Secondo Denide Robertson, ricercatrice dell’University of Surrey, quando portiamo la pasta a bassa temperatura si forma l’amido resistente, che non viene attaccato con efficacia dagli enzimi che intervengono nel processo digestivo. “In questo modo è stato confermato che mangiare pasta fredda riduce il picco ematico di glucosio e di insulina dopo i pasti rispetto a quello rilevabile dopo aver mangiato pasta appena preparata. Ma c’è di più. Infatti la pasta riscaldata riduce ancora di più il picco di glucosio, arrivando letteralmente a dimezzarlo”. Insomma se la pasta fredda non la mangiate tutta a pranzo e la riscaldate per la cena, fate una cosa saggia.

Perché la pasta fredda è meno calorica

Secondo alcuni studi, l’amido presente nella pasta, raffreddandosi, cambia la propria struttura e, in parte, diventa amido resistente, quindi capace di contrastare l’idrolisi nella digestione. L’amido si trasforma in fibra e non apporta più 370 kcal per 100 grammi bensì 200. Non tutto l’amido diventa resistente, ma quello che diventa non idrolizzabile, apporta meno calorie. Tra l’altro, l’amido resistente è una fibra benefica per la salute dell’intestino, quindi anche se il taglio delle calorie non è drastico, c’è pure questo effetto benefico per l’ organismo.
Ciò che non bisogna fare è cuocere la pasta e lasciarla semplicemente raffreddare.
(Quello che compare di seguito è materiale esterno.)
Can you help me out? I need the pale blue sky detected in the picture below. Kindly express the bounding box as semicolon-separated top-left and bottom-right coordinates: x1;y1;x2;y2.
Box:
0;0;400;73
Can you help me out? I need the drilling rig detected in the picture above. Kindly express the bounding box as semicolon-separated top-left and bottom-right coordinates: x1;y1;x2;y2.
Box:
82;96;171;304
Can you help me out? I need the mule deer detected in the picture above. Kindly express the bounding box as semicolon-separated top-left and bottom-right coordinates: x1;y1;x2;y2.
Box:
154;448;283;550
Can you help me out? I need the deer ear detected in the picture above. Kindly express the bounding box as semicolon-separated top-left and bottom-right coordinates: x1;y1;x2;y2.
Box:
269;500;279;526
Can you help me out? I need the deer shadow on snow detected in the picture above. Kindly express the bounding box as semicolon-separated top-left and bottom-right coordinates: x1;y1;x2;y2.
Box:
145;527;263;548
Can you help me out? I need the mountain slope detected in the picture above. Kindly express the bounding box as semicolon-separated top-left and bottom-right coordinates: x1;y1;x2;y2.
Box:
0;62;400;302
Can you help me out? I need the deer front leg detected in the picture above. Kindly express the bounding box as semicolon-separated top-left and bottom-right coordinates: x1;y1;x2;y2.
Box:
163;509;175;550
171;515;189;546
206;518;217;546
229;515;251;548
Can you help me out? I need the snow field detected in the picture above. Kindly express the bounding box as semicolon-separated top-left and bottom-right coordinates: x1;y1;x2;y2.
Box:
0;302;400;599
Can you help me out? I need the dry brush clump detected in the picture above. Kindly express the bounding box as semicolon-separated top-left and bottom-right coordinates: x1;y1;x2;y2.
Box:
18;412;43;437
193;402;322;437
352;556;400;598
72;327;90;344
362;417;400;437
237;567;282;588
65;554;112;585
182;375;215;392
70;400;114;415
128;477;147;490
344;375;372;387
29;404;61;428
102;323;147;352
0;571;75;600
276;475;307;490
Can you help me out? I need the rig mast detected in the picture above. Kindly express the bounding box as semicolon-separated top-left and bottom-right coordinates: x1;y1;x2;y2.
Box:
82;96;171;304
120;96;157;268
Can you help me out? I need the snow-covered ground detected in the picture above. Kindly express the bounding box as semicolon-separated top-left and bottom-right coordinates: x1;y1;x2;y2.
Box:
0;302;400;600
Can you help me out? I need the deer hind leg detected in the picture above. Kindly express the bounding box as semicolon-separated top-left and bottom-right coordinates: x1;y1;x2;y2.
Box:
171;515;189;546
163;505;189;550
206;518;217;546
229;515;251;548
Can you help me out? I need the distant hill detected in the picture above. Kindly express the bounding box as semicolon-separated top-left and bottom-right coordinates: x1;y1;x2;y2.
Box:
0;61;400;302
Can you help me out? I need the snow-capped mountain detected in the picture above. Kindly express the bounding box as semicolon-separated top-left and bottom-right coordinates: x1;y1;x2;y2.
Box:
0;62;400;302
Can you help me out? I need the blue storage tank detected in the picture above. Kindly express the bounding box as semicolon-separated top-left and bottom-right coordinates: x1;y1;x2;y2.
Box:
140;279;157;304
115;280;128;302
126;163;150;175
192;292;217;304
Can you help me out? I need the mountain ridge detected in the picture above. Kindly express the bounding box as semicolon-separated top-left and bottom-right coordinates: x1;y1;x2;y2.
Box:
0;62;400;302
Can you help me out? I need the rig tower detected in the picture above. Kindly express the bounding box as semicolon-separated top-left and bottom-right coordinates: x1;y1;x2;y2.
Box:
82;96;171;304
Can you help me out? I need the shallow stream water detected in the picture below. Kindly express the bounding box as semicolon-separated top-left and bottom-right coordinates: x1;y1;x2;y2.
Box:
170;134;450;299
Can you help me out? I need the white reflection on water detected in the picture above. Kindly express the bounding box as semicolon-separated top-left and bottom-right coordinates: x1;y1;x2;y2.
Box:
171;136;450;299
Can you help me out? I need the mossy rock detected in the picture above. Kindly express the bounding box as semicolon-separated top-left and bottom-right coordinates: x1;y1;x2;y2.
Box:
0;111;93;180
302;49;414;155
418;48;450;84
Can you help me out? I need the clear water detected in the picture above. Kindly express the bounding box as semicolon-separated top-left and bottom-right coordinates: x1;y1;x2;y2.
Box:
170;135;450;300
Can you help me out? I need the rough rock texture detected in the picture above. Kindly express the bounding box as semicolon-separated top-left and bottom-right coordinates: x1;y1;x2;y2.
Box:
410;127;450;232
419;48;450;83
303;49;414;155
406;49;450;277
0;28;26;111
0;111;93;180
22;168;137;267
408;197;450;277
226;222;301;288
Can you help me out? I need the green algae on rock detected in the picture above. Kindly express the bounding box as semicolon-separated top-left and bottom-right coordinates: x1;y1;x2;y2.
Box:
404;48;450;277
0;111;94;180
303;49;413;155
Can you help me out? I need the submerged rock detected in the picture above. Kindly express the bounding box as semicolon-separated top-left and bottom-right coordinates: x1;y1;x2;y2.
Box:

Qui trovate la procedura corretta.

La ricetta

Se poi vi fa difetto la fantasia, ecco la ricetta per una sfiziosa pastasciutta “dietetica”. Per 300 gr di pasta corta (farfalle per esempio), ecco un condimento classico alla mediterranea :

mix di basilico, timo, menta fresco ma anche soltanto basilico oppure origano

300 gr di pomodorini ciliegina tagliati a metà o a pezzettini

2 cucchiai di olio extravergine

80 gr di olive nere oppure verdi snocciolate o da snocciolare

100 gr di mozzarelline oppure mozzarella grande, tagliata a cubetti oppure feta.